The weighted-average amortization periods for definite-lived intangible assets acquired are 9.4 years for tradenames, 8.2 years for developed technology, 12.4 years for customer relationships and 7.4 years for in-process research and development assets. The weighted average amortization period for all definite-lived intangible assets acquired is 9.3 years.

Goodwill recorded as a result of the acquisition of DSI is not deductible for tax purposes.
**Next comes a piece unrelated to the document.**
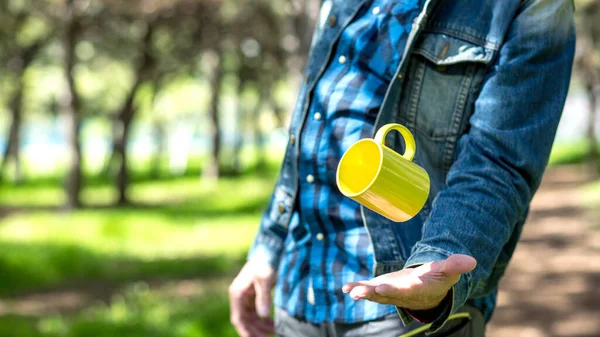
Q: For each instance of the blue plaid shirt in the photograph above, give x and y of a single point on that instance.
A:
(327, 244)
The results of operations for DSI have been included in the Company’s consolidated financial statements from the date of acquisition. The revenues of DSI included in the Company’s consolidated statement of operations from the date of acquisition were approximately $42.6 million for the eleven-month period ended December 31, 2018. The net income of DSI included in the Company’s consolidated statement of operations for the same period was approximately $1.8 million. Included in DSI’s net income was a $3.8 million charge recognized in cost of revenues related to purchase accounting inventory fair value step up amortization. The total inventory fair value step up was recognized into cost of revenues over one inventory turn, or approximately five and a half months. Also included in net income of DSI is $4.0 million of intangible asset amortization expense and $0.6 million of additional depreciation related to a step up of fair value of property, plant and equipment, net.
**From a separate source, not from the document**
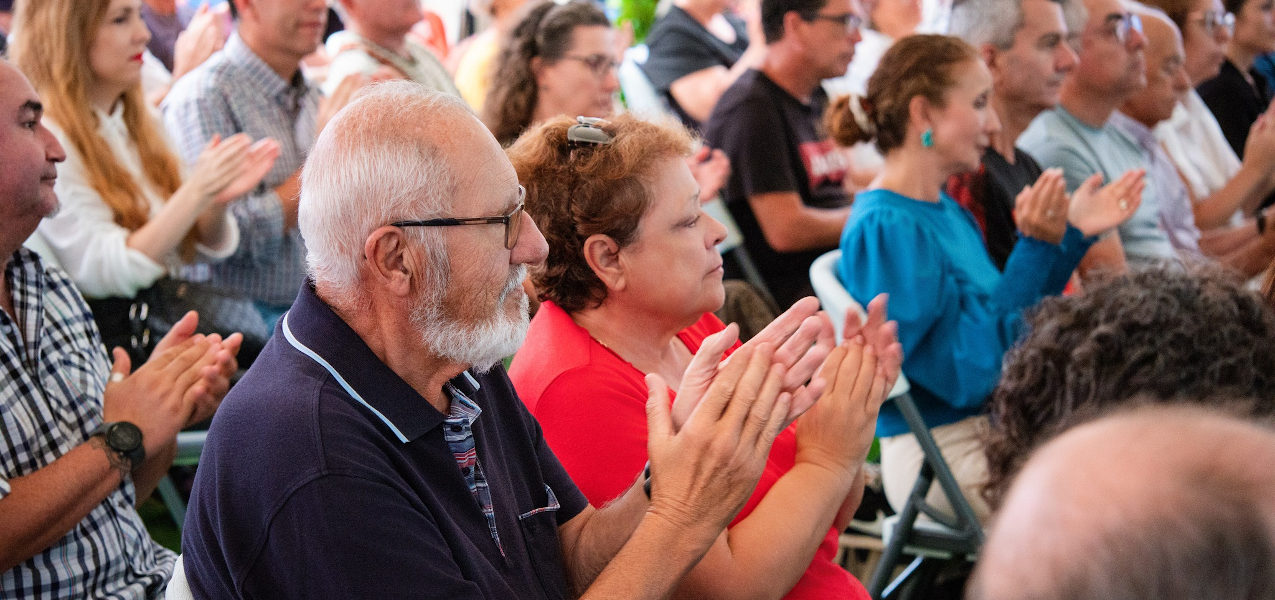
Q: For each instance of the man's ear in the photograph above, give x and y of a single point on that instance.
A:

The following consolidated pro forma information is based on the assumption that the acquisition of DSI occurred on January 1, 2017. Accordingly, the historical results have been adjusted to reflect amortization expense, interest expense and other purchase accounting adjustments that would have been recognized on such a pro forma basis. The pro forma information is presented for comparative purposes only and is not necessarily indicative of the financial position or results of operations which would have been reported had the Company completed the acquisition during these periods or which might be reported in the future.

Year Ended December 31,
20182017
(in thousands)
Pro Forma
Revenues$124,319$121,104
Income (loss) from continuing operations3,614(8,454)

Direct acquisition costs recorded in other expense, net in the Company’s consolidated statements of operations were $3.4 million and $0 for the year ended December 31, 2018 and 2017, respectively.